Through the stone, bronze, and iron ages the discovery of new materials has chronicled human history. The coming of each age was sparked by the chance discovery of a new material. Even today, the development of new materials is a central enabler of new technologies. Electronic structure research in TCM has made the group ideally positioned to reach out to companies dependent on understanding and developing new materials. Below we describe two ongoing projects that have led to collaborations with industry: the Electronic structure DFT code CASTEP and a new approach to concurrent materials design.

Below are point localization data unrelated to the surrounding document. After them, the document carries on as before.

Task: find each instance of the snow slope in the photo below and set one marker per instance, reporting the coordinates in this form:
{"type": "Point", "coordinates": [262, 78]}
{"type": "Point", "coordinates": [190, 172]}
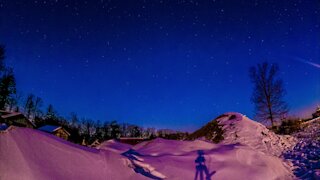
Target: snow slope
{"type": "Point", "coordinates": [31, 154]}
{"type": "Point", "coordinates": [305, 156]}
{"type": "Point", "coordinates": [176, 160]}
{"type": "Point", "coordinates": [240, 129]}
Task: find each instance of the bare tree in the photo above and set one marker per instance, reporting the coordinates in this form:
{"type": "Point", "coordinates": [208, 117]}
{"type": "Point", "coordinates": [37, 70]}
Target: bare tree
{"type": "Point", "coordinates": [268, 93]}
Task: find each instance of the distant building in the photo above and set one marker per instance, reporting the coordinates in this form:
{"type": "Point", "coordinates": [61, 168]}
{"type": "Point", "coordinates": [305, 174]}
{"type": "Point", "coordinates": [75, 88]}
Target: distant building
{"type": "Point", "coordinates": [15, 119]}
{"type": "Point", "coordinates": [131, 140]}
{"type": "Point", "coordinates": [317, 113]}
{"type": "Point", "coordinates": [55, 130]}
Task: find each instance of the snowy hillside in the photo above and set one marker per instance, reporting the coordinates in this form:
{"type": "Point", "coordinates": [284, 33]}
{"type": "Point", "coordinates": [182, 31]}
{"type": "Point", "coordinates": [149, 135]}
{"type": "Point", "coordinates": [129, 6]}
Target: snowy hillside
{"type": "Point", "coordinates": [30, 154]}
{"type": "Point", "coordinates": [237, 128]}
{"type": "Point", "coordinates": [305, 157]}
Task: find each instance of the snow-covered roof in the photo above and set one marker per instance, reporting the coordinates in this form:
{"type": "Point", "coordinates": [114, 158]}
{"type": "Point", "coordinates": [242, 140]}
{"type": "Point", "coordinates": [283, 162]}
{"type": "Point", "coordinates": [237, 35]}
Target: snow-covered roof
{"type": "Point", "coordinates": [49, 128]}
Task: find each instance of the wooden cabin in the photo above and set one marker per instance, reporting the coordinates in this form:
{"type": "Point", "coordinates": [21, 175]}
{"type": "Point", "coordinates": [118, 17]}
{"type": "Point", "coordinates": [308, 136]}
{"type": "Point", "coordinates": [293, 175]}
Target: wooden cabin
{"type": "Point", "coordinates": [55, 130]}
{"type": "Point", "coordinates": [15, 119]}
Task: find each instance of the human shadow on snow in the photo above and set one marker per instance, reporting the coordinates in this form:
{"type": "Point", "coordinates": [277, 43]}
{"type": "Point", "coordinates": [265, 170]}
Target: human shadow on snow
{"type": "Point", "coordinates": [131, 155]}
{"type": "Point", "coordinates": [202, 172]}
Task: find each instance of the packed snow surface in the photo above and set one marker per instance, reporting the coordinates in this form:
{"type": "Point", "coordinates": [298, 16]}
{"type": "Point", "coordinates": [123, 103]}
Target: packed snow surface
{"type": "Point", "coordinates": [31, 154]}
{"type": "Point", "coordinates": [305, 156]}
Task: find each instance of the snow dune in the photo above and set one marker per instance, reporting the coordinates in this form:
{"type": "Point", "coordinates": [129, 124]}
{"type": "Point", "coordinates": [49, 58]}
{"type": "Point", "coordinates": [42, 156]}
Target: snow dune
{"type": "Point", "coordinates": [240, 129]}
{"type": "Point", "coordinates": [31, 154]}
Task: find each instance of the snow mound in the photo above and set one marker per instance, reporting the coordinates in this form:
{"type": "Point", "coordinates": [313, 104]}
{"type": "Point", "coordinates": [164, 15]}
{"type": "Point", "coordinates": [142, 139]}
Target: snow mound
{"type": "Point", "coordinates": [114, 145]}
{"type": "Point", "coordinates": [31, 154]}
{"type": "Point", "coordinates": [238, 128]}
{"type": "Point", "coordinates": [305, 156]}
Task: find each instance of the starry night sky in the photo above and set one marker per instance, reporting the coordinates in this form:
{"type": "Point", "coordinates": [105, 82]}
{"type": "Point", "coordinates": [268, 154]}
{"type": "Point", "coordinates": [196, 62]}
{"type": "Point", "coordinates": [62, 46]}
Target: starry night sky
{"type": "Point", "coordinates": [165, 64]}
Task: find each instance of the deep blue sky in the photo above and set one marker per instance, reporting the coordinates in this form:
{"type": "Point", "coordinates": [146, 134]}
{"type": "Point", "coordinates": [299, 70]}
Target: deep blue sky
{"type": "Point", "coordinates": [166, 64]}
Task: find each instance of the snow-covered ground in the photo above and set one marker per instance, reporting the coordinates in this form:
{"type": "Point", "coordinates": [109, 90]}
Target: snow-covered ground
{"type": "Point", "coordinates": [240, 129]}
{"type": "Point", "coordinates": [31, 154]}
{"type": "Point", "coordinates": [305, 156]}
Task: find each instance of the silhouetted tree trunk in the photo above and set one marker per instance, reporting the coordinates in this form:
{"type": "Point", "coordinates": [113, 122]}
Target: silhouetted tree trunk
{"type": "Point", "coordinates": [7, 88]}
{"type": "Point", "coordinates": [268, 93]}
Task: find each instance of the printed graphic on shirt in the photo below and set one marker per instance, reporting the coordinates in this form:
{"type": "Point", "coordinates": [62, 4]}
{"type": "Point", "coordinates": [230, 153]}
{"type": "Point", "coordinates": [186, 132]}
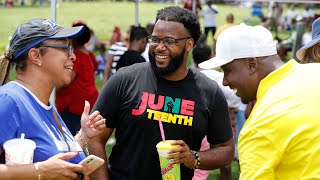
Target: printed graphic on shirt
{"type": "Point", "coordinates": [171, 110]}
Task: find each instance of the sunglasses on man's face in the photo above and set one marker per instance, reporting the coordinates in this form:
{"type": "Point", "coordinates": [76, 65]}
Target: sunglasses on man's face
{"type": "Point", "coordinates": [168, 41]}
{"type": "Point", "coordinates": [67, 47]}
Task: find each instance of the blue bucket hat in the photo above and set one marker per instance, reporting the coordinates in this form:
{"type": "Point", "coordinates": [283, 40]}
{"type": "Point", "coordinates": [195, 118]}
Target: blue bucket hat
{"type": "Point", "coordinates": [315, 39]}
{"type": "Point", "coordinates": [35, 31]}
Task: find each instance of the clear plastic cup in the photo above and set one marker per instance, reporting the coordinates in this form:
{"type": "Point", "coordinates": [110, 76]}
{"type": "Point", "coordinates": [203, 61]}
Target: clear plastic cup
{"type": "Point", "coordinates": [19, 151]}
{"type": "Point", "coordinates": [168, 171]}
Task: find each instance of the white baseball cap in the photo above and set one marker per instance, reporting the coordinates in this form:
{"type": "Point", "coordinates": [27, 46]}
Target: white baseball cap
{"type": "Point", "coordinates": [241, 41]}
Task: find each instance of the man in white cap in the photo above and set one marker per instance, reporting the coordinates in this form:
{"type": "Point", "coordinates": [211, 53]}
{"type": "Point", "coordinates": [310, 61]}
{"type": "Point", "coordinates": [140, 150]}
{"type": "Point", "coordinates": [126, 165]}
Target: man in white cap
{"type": "Point", "coordinates": [280, 139]}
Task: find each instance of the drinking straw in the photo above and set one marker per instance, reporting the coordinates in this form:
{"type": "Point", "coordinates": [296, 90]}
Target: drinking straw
{"type": "Point", "coordinates": [161, 129]}
{"type": "Point", "coordinates": [22, 136]}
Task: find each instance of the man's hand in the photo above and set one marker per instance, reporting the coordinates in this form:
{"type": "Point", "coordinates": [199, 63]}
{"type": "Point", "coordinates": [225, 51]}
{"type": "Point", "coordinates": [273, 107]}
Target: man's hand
{"type": "Point", "coordinates": [181, 154]}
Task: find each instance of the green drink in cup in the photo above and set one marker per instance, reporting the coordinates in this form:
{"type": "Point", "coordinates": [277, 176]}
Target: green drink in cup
{"type": "Point", "coordinates": [168, 171]}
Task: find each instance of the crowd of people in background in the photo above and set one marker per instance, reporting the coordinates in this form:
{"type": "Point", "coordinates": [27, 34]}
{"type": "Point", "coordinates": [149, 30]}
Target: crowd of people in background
{"type": "Point", "coordinates": [103, 59]}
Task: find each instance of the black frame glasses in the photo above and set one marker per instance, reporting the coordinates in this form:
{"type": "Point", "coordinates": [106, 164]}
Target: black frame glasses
{"type": "Point", "coordinates": [67, 47]}
{"type": "Point", "coordinates": [168, 41]}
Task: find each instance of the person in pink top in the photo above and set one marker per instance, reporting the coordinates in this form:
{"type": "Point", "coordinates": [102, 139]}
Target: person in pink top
{"type": "Point", "coordinates": [70, 99]}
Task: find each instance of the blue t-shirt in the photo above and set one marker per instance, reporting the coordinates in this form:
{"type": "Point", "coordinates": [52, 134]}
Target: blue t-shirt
{"type": "Point", "coordinates": [22, 112]}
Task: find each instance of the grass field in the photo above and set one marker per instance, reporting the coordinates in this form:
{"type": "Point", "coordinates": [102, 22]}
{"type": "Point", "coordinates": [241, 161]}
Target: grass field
{"type": "Point", "coordinates": [100, 16]}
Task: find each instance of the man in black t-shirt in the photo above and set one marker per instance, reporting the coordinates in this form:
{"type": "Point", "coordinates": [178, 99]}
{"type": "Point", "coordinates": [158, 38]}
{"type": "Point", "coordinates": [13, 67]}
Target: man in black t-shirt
{"type": "Point", "coordinates": [190, 105]}
{"type": "Point", "coordinates": [138, 42]}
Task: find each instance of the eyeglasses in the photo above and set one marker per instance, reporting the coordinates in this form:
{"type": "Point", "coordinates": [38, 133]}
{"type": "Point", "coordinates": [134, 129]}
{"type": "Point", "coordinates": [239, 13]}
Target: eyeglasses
{"type": "Point", "coordinates": [168, 41]}
{"type": "Point", "coordinates": [67, 47]}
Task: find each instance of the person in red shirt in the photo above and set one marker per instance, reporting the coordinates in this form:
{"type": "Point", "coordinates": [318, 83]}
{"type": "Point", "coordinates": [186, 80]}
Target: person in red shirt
{"type": "Point", "coordinates": [115, 36]}
{"type": "Point", "coordinates": [70, 100]}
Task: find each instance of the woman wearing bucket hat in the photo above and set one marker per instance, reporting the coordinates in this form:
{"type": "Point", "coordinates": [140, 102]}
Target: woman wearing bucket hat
{"type": "Point", "coordinates": [43, 57]}
{"type": "Point", "coordinates": [311, 51]}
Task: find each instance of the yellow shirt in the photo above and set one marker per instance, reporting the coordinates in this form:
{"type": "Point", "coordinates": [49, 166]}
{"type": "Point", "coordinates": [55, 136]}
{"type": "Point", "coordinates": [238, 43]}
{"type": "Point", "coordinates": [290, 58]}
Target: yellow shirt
{"type": "Point", "coordinates": [281, 138]}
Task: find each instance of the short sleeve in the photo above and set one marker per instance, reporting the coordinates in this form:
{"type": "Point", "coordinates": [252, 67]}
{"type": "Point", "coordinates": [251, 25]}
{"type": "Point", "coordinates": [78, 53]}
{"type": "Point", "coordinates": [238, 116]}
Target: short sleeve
{"type": "Point", "coordinates": [258, 156]}
{"type": "Point", "coordinates": [9, 119]}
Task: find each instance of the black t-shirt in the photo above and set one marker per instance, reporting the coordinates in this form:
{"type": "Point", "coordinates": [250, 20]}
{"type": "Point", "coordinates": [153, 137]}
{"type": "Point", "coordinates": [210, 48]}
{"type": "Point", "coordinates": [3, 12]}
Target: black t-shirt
{"type": "Point", "coordinates": [128, 58]}
{"type": "Point", "coordinates": [190, 108]}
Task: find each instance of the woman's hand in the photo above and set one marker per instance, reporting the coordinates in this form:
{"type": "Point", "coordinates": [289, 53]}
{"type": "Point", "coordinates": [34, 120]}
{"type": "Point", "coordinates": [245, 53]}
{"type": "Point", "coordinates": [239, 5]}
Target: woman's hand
{"type": "Point", "coordinates": [91, 125]}
{"type": "Point", "coordinates": [57, 168]}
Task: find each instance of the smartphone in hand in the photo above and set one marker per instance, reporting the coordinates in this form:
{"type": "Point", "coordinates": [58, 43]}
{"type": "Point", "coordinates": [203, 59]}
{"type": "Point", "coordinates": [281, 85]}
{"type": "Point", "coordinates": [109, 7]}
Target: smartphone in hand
{"type": "Point", "coordinates": [93, 162]}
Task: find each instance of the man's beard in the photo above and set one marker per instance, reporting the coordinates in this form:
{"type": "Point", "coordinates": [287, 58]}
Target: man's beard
{"type": "Point", "coordinates": [174, 64]}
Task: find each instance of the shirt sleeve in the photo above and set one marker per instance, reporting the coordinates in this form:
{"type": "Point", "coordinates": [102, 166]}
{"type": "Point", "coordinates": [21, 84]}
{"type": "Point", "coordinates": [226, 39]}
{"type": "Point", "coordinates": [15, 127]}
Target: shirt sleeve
{"type": "Point", "coordinates": [258, 156]}
{"type": "Point", "coordinates": [9, 119]}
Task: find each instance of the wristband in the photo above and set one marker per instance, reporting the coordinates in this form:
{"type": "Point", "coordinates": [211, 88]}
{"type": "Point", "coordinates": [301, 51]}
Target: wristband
{"type": "Point", "coordinates": [37, 170]}
{"type": "Point", "coordinates": [197, 159]}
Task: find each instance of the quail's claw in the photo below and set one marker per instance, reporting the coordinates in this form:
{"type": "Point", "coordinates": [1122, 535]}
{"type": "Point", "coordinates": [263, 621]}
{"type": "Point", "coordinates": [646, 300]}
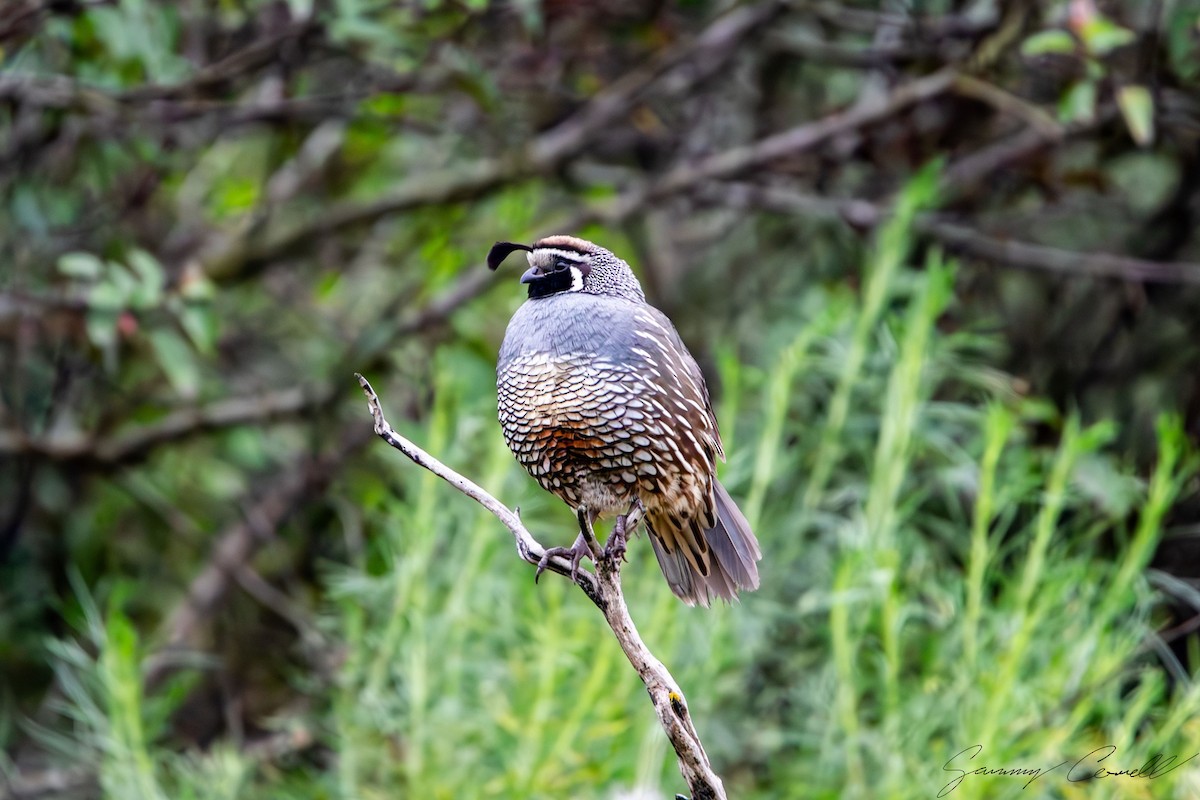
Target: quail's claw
{"type": "Point", "coordinates": [615, 548]}
{"type": "Point", "coordinates": [576, 553]}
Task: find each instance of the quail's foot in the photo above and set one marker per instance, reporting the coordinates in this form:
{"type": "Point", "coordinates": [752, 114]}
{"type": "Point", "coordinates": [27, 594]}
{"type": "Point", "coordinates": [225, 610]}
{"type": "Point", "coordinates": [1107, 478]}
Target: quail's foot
{"type": "Point", "coordinates": [615, 548]}
{"type": "Point", "coordinates": [576, 553]}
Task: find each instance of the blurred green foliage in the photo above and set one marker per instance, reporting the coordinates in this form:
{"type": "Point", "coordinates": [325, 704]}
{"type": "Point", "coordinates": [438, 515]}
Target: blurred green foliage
{"type": "Point", "coordinates": [963, 468]}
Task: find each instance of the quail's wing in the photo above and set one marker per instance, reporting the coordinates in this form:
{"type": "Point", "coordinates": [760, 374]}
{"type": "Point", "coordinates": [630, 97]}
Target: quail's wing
{"type": "Point", "coordinates": [683, 383]}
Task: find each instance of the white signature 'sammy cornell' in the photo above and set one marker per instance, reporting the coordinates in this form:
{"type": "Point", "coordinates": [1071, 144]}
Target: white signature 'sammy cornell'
{"type": "Point", "coordinates": [1156, 767]}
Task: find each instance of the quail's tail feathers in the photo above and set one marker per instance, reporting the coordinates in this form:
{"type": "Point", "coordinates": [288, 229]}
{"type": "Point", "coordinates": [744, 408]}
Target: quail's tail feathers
{"type": "Point", "coordinates": [729, 554]}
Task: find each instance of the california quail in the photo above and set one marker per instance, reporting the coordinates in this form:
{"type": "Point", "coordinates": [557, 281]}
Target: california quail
{"type": "Point", "coordinates": [603, 404]}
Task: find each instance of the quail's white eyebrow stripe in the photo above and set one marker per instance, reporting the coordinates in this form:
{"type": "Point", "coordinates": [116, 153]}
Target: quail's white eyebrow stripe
{"type": "Point", "coordinates": [571, 256]}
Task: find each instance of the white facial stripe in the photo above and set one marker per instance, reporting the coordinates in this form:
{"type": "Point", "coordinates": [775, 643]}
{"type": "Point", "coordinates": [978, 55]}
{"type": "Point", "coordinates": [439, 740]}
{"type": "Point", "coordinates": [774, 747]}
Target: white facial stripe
{"type": "Point", "coordinates": [570, 256]}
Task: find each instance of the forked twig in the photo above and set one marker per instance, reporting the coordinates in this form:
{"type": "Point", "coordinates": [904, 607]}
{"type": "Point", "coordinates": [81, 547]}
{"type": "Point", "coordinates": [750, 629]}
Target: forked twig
{"type": "Point", "coordinates": [603, 588]}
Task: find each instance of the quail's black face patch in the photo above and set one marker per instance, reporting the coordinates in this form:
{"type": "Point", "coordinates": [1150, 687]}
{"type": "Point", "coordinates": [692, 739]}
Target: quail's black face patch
{"type": "Point", "coordinates": [501, 251]}
{"type": "Point", "coordinates": [543, 284]}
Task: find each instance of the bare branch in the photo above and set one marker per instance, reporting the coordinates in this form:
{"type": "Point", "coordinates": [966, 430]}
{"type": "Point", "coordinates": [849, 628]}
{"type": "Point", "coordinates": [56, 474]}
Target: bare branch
{"type": "Point", "coordinates": [237, 546]}
{"type": "Point", "coordinates": [604, 589]}
{"type": "Point", "coordinates": [736, 161]}
{"type": "Point", "coordinates": [178, 425]}
{"type": "Point", "coordinates": [240, 254]}
{"type": "Point", "coordinates": [960, 238]}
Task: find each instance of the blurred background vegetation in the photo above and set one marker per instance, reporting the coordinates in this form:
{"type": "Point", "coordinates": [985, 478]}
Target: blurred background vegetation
{"type": "Point", "coordinates": [940, 260]}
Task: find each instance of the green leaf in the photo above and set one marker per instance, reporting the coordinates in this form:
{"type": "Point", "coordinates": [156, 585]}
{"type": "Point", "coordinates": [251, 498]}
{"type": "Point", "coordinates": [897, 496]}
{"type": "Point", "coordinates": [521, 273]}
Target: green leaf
{"type": "Point", "coordinates": [150, 278]}
{"type": "Point", "coordinates": [1101, 35]}
{"type": "Point", "coordinates": [1078, 103]}
{"type": "Point", "coordinates": [177, 361]}
{"type": "Point", "coordinates": [1138, 109]}
{"type": "Point", "coordinates": [199, 322]}
{"type": "Point", "coordinates": [84, 266]}
{"type": "Point", "coordinates": [1049, 41]}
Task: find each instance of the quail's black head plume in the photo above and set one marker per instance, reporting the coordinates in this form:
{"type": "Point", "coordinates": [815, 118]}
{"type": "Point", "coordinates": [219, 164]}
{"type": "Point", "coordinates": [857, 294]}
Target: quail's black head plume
{"type": "Point", "coordinates": [603, 404]}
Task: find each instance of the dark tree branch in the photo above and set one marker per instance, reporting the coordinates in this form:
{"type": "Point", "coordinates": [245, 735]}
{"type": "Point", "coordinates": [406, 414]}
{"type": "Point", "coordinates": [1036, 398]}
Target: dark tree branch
{"type": "Point", "coordinates": [603, 589]}
{"type": "Point", "coordinates": [237, 546]}
{"type": "Point", "coordinates": [243, 254]}
{"type": "Point", "coordinates": [178, 425]}
{"type": "Point", "coordinates": [959, 238]}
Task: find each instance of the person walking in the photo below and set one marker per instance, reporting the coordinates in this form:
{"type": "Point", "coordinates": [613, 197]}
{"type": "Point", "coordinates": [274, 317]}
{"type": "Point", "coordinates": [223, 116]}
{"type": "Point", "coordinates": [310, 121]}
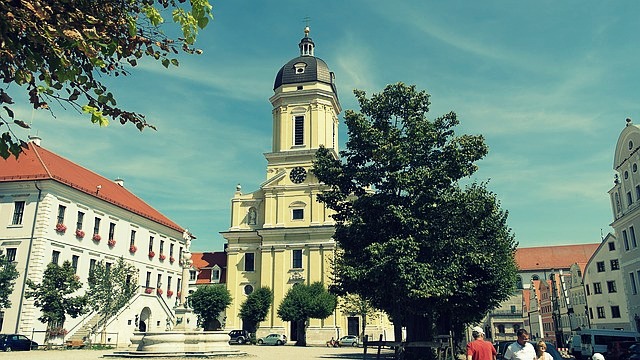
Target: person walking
{"type": "Point", "coordinates": [479, 348]}
{"type": "Point", "coordinates": [521, 349]}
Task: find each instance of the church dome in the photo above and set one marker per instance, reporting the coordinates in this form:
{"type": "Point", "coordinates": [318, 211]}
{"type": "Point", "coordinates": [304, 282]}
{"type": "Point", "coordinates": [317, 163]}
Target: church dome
{"type": "Point", "coordinates": [305, 68]}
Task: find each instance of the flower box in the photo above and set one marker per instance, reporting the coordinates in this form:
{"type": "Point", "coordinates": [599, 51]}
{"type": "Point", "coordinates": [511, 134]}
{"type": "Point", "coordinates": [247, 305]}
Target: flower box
{"type": "Point", "coordinates": [61, 228]}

CASTEP: Electronic structure DFT

CASTEP developed in TCM under Professor Mike Payne, is a software product which allows researchers to determine what the most stable structure of a new material is, what its surfaces look like and how the bulk and the surface behaves when exposed to different chemicals. CASTEP is widely used in the oil and gas, chemical and semiconductor manufacturing industries,where along with other techniques, it enhances the efficiency of processes,and it helps identify the origin of failures in devices and products. In 2013 the code passed $30 million in sales to industry.

The software is based on density functional theory, which is used to describe the systems of electrons in which the energy is directly related to the density of those particles. Researchers can "pour" electrons into the CASTEP box and the software works out how the electrons are distributed and, from this, determines the energy of the system. It can also tell whether the atoms are located where they should be or not, and can help to move the atoms to more favorable arrangements if desired. CASTEP can also predict many different spectra, such as infrared or nuclear magnetic resonance (NMR), allowing many different characteristics to be determined using a single piece of equipment.

Concurrent materials design

Many methods have been developed to accelerate the discovery of new materials: electronic structure, molecular dynamics, physically based models, and experimental databases. Dr Gareth Conduit has now developed the technology to juxtapose all these approaches into a single holistic materials design tool. The tool can automatically design a material with specified physical properties, and we have proven its accuracy by predicting several new alloy families that were subsequently experimentally verified. Each alloy has eight individual physical properties that match or exceed commercially available alternatives so they are now undergoing compliance testing and further development by Rolls-Royce plc.

With the materials design approach proven on metal alloys, the group is now working with industrial partners
Rolls-Royce plc and Samsung Electronics to exploit first principles computational techniques to extend the materials design approach to other alloy systems, semiconductors, and beyond.